Metn 2021 - Ongoing
Georges el Haibe, Nicolas Carayon, and Lucy Semaan
The Metn project is a multi-disciplinary strategy that assesses the remaining Maritime Cultural Heritage in a heavily urbanised region. The project runs under the scientific direction of Dr Georges el Haibe (INRAP, IFPO) in collaboration with Dr Lucy Semaan (HFF Lebanon) and Dr Nicolas Carayon (Ipso Facto). The area constitutes an important locality considering its proximity to Beirut: Located on the main antique road linking the ancient city-ports of Byblos and Beirut, some five km north-east from the capital, the region of al Metn played a pivotal role since prehistoric times (El Haibe 2020). The maritime aspect project is divided into two portions, tackling land and sea.
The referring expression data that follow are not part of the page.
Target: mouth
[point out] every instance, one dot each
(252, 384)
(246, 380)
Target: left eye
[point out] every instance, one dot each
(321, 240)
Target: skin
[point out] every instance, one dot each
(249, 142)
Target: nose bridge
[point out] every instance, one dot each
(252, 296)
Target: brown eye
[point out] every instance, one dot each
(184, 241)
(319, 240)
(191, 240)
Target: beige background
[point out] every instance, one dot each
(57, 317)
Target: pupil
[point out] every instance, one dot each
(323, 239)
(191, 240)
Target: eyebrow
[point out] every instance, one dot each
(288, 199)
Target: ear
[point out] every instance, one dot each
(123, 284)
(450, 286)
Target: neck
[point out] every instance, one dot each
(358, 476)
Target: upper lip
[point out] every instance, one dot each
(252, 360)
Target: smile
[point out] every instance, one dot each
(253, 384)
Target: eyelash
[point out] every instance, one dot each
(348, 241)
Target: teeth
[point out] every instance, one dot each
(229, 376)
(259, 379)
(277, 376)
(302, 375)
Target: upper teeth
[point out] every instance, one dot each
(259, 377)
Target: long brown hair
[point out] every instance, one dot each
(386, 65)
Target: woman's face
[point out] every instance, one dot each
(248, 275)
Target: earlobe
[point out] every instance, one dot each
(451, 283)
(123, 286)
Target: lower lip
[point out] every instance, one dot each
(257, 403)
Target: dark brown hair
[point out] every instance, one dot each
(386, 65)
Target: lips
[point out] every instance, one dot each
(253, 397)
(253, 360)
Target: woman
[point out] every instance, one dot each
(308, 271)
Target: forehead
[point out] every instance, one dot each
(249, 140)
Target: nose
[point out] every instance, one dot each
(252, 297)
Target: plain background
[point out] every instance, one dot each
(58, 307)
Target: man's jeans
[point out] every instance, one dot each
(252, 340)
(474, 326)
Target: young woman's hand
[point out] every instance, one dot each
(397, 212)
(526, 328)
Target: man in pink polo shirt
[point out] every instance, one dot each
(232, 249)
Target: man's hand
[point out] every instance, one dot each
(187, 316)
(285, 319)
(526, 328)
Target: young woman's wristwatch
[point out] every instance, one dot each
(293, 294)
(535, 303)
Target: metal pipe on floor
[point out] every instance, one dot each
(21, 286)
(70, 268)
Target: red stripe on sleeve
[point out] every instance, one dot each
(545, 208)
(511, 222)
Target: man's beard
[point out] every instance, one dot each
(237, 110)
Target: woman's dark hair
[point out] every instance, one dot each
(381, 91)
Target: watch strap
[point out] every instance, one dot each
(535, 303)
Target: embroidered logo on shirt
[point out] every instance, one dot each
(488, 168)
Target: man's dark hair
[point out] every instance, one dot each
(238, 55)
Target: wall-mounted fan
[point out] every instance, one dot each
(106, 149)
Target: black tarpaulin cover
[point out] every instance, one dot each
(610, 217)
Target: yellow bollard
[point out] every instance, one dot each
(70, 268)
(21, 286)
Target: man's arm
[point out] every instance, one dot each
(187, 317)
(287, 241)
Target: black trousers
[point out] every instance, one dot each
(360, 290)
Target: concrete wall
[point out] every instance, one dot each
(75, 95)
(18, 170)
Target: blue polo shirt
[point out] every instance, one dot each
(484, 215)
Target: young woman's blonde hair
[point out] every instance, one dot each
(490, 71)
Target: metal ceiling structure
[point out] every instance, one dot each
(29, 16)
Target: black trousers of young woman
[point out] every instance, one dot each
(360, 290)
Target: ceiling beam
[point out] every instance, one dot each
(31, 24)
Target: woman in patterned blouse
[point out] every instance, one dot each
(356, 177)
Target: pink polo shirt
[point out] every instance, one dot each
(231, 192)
Due to the saturation of the two nearby landfills of Bourj Hammoud and Jdeideh, and the lack of a sustainable waste management plan, a coastal development project named “Linord” is expected to be relaunched following a decision by the Council of Ministers in September 2019. This project, which was abandoned in the late 1990s, is an old land reclamation project of Beirut’s northern coastline. It aims to extend over nearly 200 hectares on the coast between the Beirut River and Antelias by landfilling the sea. Consequently, the rescue project took place to assess the archaeological assets of the area that might be threatened by construction works.
The team visited key locations in Metn with the objective of understanding the development of the landscape and identifying potential locations where cores can be sampled. The area consists of a narrow plane that extends from the Mont-Lebanon Mountain range in the east to the sea in the west and is delimitated by the rivers of Nahr el Mot in the south and Nahr el Kalb in the north. A pedestrian survey was undertaken along the rivers of Nahr el Mot, Nahr Antelias, and Nahr el Kalb, as well as the mouths of these rivers on the coast. The team also surveyed the coastal stretch from the boat, to identify possible remains of the original coastline and investigate the river mouths from a sea perspective. Since the area is heavily urbanised, the team could only locate one or two potential locations to collect core samples at Nahr El Mot and at Nahr Antelias.
In summer 2023, the HFF-Lebanon team undertook a marine geophysical survey of the targeted area with the use of a WASSP Multi Beam Echo Sounder, F3 Series 160kHz, and a Starfish Side Scan Sonar (SSS). The aim was to rapidly assess the underwater cultural heritage and obtain additional bathymetric data for a comprehensive understanding of the seabed topography. The project also served as a training and teaching platform for students of the Marine Sciences and Culture program at the American University of Beirut. The survey is ongoing and will resume at the end of the year 2023. Subsequent to the processing of the data, a ground-truthing survey is envisaged to verify potential points of interest.